🤖 AI Summary
Confidence scores from text generation models are often poorly calibrated due to probability mass dispersion across multiple valid outputs, rendering conventional single-sequence-dependent calibration methods inadequate for estimating true accuracy.
Method: We propose a fine-tuning-free, task-agnostic calibration evaluation framework that leverages intrinsic distributional properties of valid outputs in generative tasks—namely, entropy, maximum token probability, and support set size—to construct robust confidence metrics, thereby mitigating overreliance on any single decoded sequence.
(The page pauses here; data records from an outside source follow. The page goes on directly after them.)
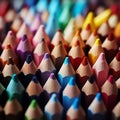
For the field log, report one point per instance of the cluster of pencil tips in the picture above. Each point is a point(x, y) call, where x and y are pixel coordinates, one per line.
point(59, 60)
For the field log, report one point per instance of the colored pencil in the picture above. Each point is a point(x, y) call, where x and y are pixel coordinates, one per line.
point(76, 54)
point(53, 109)
point(116, 112)
point(24, 48)
point(40, 51)
point(70, 93)
point(34, 88)
point(66, 72)
point(46, 67)
point(95, 51)
point(28, 69)
point(13, 109)
point(40, 34)
point(3, 95)
point(15, 88)
point(97, 109)
point(58, 36)
point(83, 72)
point(24, 29)
point(101, 69)
point(109, 93)
point(52, 86)
point(85, 33)
point(8, 52)
point(33, 111)
point(89, 90)
point(10, 39)
point(9, 69)
point(110, 47)
point(114, 69)
point(76, 112)
point(103, 31)
point(58, 55)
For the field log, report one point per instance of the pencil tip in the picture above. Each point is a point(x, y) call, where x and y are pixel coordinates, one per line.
point(59, 30)
point(14, 77)
point(97, 42)
point(71, 81)
point(111, 79)
point(10, 61)
point(88, 27)
point(10, 33)
point(84, 61)
point(29, 59)
point(118, 56)
point(24, 37)
point(8, 46)
point(76, 103)
point(34, 78)
point(111, 36)
point(98, 96)
point(52, 76)
point(46, 56)
point(33, 103)
point(54, 98)
point(67, 60)
point(91, 79)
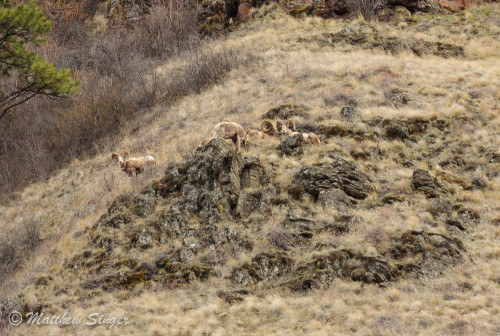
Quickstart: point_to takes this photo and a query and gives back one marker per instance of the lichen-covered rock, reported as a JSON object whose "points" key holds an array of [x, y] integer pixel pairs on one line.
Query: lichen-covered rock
{"points": [[264, 267], [348, 112], [171, 224], [248, 203], [397, 130], [426, 253], [253, 174], [145, 203], [339, 175], [424, 182], [324, 269], [292, 146], [330, 131], [145, 239], [285, 112], [337, 199], [172, 181], [233, 296]]}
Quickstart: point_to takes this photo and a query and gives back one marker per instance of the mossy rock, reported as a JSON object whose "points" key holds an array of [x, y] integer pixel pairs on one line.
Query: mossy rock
{"points": [[330, 131]]}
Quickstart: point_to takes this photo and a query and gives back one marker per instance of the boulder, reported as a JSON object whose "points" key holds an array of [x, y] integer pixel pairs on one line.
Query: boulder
{"points": [[338, 175], [337, 199], [324, 269], [292, 146], [244, 11], [285, 112], [425, 253], [397, 130], [349, 112], [424, 182], [266, 266]]}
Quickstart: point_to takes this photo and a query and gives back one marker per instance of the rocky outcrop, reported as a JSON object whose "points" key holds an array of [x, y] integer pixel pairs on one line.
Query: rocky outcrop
{"points": [[267, 266], [424, 182], [338, 175], [285, 112], [292, 146], [423, 253]]}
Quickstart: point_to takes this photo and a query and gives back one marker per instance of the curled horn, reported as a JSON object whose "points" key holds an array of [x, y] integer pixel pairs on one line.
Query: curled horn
{"points": [[125, 153], [268, 127]]}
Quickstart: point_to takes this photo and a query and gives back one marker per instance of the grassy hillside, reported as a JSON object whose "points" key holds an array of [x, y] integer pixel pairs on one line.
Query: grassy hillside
{"points": [[402, 258]]}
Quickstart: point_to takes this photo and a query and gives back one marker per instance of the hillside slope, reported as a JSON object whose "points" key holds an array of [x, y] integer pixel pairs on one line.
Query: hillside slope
{"points": [[390, 226]]}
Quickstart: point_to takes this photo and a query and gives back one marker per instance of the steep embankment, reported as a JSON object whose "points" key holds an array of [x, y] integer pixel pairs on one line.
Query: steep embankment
{"points": [[390, 226]]}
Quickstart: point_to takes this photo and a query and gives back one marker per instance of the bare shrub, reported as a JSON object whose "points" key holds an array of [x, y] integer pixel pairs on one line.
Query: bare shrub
{"points": [[368, 8], [117, 70], [17, 244]]}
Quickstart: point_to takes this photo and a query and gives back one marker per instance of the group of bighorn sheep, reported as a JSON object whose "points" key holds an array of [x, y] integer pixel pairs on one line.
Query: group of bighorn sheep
{"points": [[225, 130], [236, 132], [133, 165]]}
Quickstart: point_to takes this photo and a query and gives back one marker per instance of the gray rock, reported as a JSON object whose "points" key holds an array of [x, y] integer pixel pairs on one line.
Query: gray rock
{"points": [[292, 146], [349, 112], [338, 175], [424, 182], [336, 198]]}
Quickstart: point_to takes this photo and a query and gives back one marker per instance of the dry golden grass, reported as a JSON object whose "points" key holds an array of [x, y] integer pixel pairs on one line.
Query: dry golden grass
{"points": [[295, 65]]}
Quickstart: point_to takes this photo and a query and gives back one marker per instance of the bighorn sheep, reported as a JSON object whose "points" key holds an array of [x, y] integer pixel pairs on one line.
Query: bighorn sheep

Contribution/Results: The framework is compatible with autoregressive models including BART and Flan-T5. Empirically, it substantially improves calibration across summarization, machine translation, and question answering—reducing Expected Calibration Error (ECE) by up to 42%. Moreover, it enhances interpretability of low-confidence predictions and facilitates human-in-the-loop intervention.
📝 Abstract
Well-calibrated model confidence scores can improve the usefulness of text generation models. For example, users can be prompted to review predictions with low confidence scores, to prevent models from returning bad or potentially dangerous predictions. However, confidence metrics are not always well calibrated in text generation. One reason is that in generation, there can be many valid answers, which previous methods do not always account for. Hence, a confident model could distribute its output probability among multiple sequences because they are all valid. We propose task-agnostic confidence metrics suited to generation, which rely solely on the probabilities associated with the model outputs without the need for further fine-tuning or heuristics. Using these, we are able to improve the calibration of BART and Flan-T5 on summarization, translation, and QA datasets.